The Kinetics of Gamma‐Ray Induced Coloring of Glass

When glasses are colored by ionizing radiation the induced optical absorption increases as the radiation progresses and appears to be due to the superposition of a number of individual absorption bands. A detailed study of this process has been made using a specimen of Corning boro-silicate glass colored by exposure to 60Co gamma rays. This particular sample was chosen because only four bands are formed. If it is assumed that each band is Gaussian shaped the spectrum may be separated into four absorption bands.
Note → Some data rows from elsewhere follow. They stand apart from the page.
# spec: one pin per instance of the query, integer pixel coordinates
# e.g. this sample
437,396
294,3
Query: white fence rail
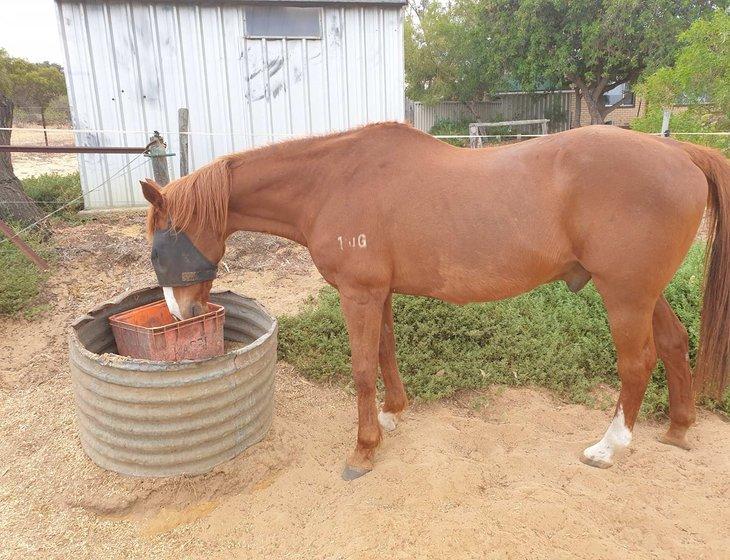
556,106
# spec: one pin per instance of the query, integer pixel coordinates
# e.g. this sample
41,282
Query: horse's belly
462,285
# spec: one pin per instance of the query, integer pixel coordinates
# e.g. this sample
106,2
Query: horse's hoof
675,440
351,473
594,462
387,420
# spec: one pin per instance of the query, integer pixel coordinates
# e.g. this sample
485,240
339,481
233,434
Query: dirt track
486,475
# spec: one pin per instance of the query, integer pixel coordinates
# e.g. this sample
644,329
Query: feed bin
151,332
152,418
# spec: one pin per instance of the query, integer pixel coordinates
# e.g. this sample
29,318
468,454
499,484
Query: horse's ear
152,193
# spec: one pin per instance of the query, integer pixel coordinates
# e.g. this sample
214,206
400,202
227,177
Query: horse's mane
199,199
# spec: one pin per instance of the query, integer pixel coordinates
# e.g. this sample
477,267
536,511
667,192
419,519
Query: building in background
249,73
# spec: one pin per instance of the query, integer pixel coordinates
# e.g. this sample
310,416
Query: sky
28,29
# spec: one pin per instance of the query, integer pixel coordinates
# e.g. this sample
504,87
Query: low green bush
549,337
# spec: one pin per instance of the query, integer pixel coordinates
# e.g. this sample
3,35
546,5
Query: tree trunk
15,205
595,106
578,108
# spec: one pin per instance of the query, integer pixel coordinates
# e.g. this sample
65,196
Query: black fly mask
177,262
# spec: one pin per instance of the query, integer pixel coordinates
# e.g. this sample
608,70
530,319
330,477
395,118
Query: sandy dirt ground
491,474
30,164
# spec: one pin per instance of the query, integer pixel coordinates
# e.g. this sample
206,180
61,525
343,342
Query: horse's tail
713,359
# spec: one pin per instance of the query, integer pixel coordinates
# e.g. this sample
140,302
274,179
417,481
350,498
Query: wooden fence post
23,246
475,141
183,123
158,157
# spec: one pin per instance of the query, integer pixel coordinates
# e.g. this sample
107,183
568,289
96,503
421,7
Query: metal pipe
74,149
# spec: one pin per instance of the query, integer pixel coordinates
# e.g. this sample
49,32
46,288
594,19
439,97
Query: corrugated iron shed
131,64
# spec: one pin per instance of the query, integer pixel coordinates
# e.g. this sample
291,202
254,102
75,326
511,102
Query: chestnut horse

The peak energy E0 and full width U of these bands are, in electron volts: E0= 4.85, U= 1.19; E0= 3.95, U= 1.30; Eo= 2.58, U= 0.58; E0= 2.02, U= 0.52. For each band growth curves may be constructed showing how the density of absorption centers increases as a function of dose. These growth curves have been fitted with theoretical curves based on the following considerations: the radiation field creates ionization electrons in the glass; for each ionization electron one electron deficient region or hole is formed; absorption bands observed are due to centers formed by electron trapping although the possibility that some of the bands are due to hole trapping is not ruled out; and competition for ionization electrons exists between holes and the various kinds of electron traps. Satisfactory agreement between the observed and calculated curves is obtained. The theory indicates that the “radiation protection” imparted to glass by materials such as CeO2 may arise in several different ways and that it would be possible to decide between them from rather simple experiments.